EUR/USD Exchange Rate Converson is on the Path Lower

BNP Paribas forecasts for the euro

BNP Paribas have told clients in a strategy note that they see value in playing the euro / dollar exchange rate downside.

The strategy note, released in late July, sees a sell on the EUR/USD becoming opportune around the 1.1025 rate.

At the time of writing euro dollar is at 1.1033 and is therefore primed for a sell, if you are inclined to follow BNP Paribas’ recommendations of course.

The target for the trade is a rate of 1.05 and justification rests with an impending capital outflow from the Eurozone.

Commenting on the strategy is Vassili Serebriakov:

“We remain short EURUSD spot, with a 1.05 target, and were somewhat surprised by the EUR’s squeeze higher this week, as our positioning indicator continues to suggest the market is only moderately short.

“The fundamental case for renewed capital outflows from the eurozone remains compelling, as the previous debate on whether the ECB may need to do less QE has now turned into a discussion of whether it should do more.”

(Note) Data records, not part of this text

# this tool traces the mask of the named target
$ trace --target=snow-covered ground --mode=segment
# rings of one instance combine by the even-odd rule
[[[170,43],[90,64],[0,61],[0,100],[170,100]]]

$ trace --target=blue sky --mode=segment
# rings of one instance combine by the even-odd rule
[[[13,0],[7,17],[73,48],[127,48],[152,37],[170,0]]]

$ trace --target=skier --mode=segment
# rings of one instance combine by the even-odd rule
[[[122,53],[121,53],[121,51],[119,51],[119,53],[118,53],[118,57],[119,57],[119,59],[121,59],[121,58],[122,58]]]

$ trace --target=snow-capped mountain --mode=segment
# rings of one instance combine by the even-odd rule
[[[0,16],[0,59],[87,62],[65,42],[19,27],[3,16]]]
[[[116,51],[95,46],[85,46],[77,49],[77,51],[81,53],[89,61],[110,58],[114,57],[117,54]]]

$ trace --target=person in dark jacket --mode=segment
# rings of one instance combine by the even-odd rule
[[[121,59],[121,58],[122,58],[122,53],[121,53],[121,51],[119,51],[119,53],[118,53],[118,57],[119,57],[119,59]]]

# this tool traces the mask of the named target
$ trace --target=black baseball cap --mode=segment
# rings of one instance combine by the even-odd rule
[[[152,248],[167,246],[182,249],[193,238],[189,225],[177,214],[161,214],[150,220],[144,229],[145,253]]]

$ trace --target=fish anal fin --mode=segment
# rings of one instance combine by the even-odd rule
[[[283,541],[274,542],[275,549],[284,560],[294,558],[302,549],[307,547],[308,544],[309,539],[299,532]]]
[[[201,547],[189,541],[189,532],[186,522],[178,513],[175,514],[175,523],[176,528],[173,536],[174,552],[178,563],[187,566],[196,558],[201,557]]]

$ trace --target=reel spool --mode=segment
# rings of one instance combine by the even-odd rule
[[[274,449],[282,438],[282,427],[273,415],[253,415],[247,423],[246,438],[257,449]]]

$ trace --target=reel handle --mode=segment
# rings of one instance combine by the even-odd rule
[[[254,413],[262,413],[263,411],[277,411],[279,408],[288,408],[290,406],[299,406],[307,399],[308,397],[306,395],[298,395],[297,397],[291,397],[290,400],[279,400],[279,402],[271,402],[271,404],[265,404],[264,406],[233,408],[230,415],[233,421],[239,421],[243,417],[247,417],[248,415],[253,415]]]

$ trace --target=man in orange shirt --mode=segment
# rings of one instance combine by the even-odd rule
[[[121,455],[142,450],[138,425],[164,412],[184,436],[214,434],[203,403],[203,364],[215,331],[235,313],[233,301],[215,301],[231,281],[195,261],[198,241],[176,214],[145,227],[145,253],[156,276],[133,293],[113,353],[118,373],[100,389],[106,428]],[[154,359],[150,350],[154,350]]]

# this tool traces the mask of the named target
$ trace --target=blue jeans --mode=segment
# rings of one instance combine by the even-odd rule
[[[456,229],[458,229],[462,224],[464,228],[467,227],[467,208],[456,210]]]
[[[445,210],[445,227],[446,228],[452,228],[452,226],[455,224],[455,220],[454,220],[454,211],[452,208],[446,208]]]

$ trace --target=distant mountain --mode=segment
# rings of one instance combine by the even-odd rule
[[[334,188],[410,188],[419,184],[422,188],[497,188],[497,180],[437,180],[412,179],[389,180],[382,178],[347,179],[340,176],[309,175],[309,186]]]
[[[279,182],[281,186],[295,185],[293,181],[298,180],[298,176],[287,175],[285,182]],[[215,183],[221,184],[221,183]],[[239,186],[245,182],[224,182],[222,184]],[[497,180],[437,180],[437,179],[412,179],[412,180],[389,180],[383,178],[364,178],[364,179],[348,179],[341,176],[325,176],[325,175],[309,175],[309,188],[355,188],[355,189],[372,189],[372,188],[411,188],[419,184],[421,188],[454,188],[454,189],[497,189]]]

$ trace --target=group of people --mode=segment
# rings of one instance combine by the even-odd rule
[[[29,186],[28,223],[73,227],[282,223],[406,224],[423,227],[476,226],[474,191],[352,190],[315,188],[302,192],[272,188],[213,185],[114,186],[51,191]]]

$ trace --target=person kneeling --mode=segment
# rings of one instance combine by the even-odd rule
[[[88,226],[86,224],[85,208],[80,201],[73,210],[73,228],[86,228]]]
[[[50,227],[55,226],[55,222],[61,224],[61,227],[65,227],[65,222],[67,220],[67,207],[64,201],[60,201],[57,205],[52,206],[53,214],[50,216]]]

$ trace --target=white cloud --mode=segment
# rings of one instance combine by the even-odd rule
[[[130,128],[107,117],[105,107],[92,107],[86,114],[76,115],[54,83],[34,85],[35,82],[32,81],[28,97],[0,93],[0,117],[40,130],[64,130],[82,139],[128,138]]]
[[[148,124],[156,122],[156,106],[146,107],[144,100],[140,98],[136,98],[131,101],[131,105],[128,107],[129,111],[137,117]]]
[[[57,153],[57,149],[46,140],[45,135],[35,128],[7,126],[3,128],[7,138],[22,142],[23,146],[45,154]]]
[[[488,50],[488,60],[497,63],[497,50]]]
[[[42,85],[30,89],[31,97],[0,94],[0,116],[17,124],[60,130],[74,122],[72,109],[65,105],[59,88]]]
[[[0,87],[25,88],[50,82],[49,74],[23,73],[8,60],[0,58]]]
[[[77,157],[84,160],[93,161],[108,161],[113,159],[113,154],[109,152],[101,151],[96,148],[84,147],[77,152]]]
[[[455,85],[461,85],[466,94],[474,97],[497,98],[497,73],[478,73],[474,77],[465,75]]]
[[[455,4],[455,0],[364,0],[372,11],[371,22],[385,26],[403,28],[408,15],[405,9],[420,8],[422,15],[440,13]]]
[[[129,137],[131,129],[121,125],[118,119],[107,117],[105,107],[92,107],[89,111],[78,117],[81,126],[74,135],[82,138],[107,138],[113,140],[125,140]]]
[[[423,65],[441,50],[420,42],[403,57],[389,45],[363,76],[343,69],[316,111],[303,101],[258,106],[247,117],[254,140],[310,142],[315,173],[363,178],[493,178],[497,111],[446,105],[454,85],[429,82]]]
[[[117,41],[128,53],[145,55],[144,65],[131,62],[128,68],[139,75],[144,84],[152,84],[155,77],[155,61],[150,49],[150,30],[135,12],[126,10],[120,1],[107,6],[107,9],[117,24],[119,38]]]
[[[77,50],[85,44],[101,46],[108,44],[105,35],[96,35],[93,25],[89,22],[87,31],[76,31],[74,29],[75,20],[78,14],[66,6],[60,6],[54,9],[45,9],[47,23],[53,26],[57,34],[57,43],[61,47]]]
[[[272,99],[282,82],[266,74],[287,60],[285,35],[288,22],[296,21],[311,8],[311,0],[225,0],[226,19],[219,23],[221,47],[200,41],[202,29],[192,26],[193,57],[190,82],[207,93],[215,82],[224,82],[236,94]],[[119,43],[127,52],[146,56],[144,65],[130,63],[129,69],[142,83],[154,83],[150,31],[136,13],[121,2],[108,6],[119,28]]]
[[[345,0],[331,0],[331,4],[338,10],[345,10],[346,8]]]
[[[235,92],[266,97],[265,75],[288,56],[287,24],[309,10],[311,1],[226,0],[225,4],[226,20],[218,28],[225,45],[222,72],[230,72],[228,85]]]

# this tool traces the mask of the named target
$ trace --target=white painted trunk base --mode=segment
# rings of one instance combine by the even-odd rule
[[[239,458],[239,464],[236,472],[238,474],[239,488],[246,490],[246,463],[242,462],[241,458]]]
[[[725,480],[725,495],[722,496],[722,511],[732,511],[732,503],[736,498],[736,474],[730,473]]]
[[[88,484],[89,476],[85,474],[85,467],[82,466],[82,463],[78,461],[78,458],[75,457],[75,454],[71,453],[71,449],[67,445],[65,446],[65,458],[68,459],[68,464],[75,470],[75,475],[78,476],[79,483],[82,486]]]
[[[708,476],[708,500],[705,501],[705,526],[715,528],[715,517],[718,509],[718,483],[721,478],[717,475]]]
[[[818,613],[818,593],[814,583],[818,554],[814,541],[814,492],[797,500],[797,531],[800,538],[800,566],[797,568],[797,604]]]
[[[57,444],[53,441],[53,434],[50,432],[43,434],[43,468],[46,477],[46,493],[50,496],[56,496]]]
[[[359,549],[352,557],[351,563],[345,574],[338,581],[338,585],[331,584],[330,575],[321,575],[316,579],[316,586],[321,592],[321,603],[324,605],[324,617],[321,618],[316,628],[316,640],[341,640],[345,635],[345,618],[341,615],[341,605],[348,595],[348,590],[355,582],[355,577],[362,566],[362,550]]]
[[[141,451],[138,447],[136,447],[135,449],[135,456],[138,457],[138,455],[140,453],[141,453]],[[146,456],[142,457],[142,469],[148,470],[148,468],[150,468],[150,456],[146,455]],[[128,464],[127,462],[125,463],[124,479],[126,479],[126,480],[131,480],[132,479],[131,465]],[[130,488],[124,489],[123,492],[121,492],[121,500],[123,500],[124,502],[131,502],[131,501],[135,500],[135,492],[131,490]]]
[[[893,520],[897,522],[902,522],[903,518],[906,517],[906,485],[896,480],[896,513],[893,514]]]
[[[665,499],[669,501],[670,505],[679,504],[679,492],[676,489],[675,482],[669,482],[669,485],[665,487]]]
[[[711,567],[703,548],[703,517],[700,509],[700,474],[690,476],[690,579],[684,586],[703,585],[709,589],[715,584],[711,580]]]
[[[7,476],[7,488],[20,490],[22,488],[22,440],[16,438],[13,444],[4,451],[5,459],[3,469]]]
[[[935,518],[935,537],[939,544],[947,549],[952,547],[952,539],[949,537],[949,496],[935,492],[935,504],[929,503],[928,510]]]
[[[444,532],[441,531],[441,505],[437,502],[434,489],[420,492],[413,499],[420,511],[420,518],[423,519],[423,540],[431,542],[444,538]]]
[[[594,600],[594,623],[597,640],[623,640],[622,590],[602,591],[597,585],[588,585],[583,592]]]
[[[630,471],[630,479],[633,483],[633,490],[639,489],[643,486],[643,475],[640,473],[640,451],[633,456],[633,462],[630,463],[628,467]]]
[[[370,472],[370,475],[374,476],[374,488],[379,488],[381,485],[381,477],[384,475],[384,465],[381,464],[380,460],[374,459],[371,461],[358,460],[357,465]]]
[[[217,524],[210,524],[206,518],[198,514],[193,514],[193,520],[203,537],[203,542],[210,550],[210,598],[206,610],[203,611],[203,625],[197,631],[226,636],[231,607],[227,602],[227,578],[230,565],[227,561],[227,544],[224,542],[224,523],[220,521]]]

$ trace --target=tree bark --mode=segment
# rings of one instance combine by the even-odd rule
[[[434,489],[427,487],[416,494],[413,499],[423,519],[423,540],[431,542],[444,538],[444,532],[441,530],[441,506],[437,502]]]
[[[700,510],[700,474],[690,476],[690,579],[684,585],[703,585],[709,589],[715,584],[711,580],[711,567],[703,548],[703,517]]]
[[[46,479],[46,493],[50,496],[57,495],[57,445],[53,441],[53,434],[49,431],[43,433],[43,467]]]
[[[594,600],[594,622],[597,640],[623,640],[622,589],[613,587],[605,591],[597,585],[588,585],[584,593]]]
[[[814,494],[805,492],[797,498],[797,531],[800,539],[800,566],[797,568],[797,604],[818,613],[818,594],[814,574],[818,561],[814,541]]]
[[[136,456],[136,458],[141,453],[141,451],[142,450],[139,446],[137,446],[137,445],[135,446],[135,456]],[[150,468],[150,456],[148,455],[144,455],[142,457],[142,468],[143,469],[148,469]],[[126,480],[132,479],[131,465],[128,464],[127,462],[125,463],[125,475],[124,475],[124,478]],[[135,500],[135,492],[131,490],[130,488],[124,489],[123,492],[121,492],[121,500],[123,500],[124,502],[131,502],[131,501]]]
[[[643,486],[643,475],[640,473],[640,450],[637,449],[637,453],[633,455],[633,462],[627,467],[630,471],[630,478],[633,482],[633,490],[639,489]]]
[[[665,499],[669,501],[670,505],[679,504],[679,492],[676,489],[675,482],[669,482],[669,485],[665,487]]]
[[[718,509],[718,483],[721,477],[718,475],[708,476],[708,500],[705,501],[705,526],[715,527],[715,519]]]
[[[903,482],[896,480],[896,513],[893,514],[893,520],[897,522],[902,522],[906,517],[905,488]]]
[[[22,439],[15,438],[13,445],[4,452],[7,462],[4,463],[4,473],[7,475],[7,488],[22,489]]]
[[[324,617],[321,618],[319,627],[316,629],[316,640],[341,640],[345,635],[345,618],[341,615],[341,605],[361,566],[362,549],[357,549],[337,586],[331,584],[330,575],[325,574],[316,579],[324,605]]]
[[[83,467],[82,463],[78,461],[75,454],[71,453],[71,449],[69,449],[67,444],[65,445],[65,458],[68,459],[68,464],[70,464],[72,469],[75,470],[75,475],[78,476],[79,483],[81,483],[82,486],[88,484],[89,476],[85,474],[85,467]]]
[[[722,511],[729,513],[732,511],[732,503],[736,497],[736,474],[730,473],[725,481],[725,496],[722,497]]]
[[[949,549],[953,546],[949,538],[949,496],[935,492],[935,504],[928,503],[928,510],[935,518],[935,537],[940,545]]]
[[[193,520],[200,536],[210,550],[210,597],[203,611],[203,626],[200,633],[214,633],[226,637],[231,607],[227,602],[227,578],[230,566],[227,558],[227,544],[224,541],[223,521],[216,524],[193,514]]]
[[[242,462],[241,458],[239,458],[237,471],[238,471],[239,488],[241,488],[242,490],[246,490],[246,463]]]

The profile of the euro remains under pressure long-term as Interest rates will stay low for a long time and, as a result, the EUR is likely to continue to trade as a funding currency.

“In the context of the ECB‘s quantitative easing programme, real yield differentials should move further against the EUR, resulting in portfolio outflows,” say BNPP in their latest global foreign exchange note.

At the same time analysts at the French bank remain USD bulls.

The USD is expected to continue benefiting from higher US yields against a backdrop of ECB and BoJ QE.

BNP are a little displaced from consensus in that they expect the Fed to begin normalising policy in December.

The majority of analysts, we note, are forecasting the first rate hike to occur in November.

Furthermore, analysts confirm they are beginning to see a tentative pickup in long-term capital flow support for the USD.

BNP Paribas are forecasting the euro / dollar exchange rate to fall to 1.02 by December 2015, parity by the 1st quarter of 2016, parity to hold through the middle of 2016 and a gradual rise to 1.04 by year-end 2016.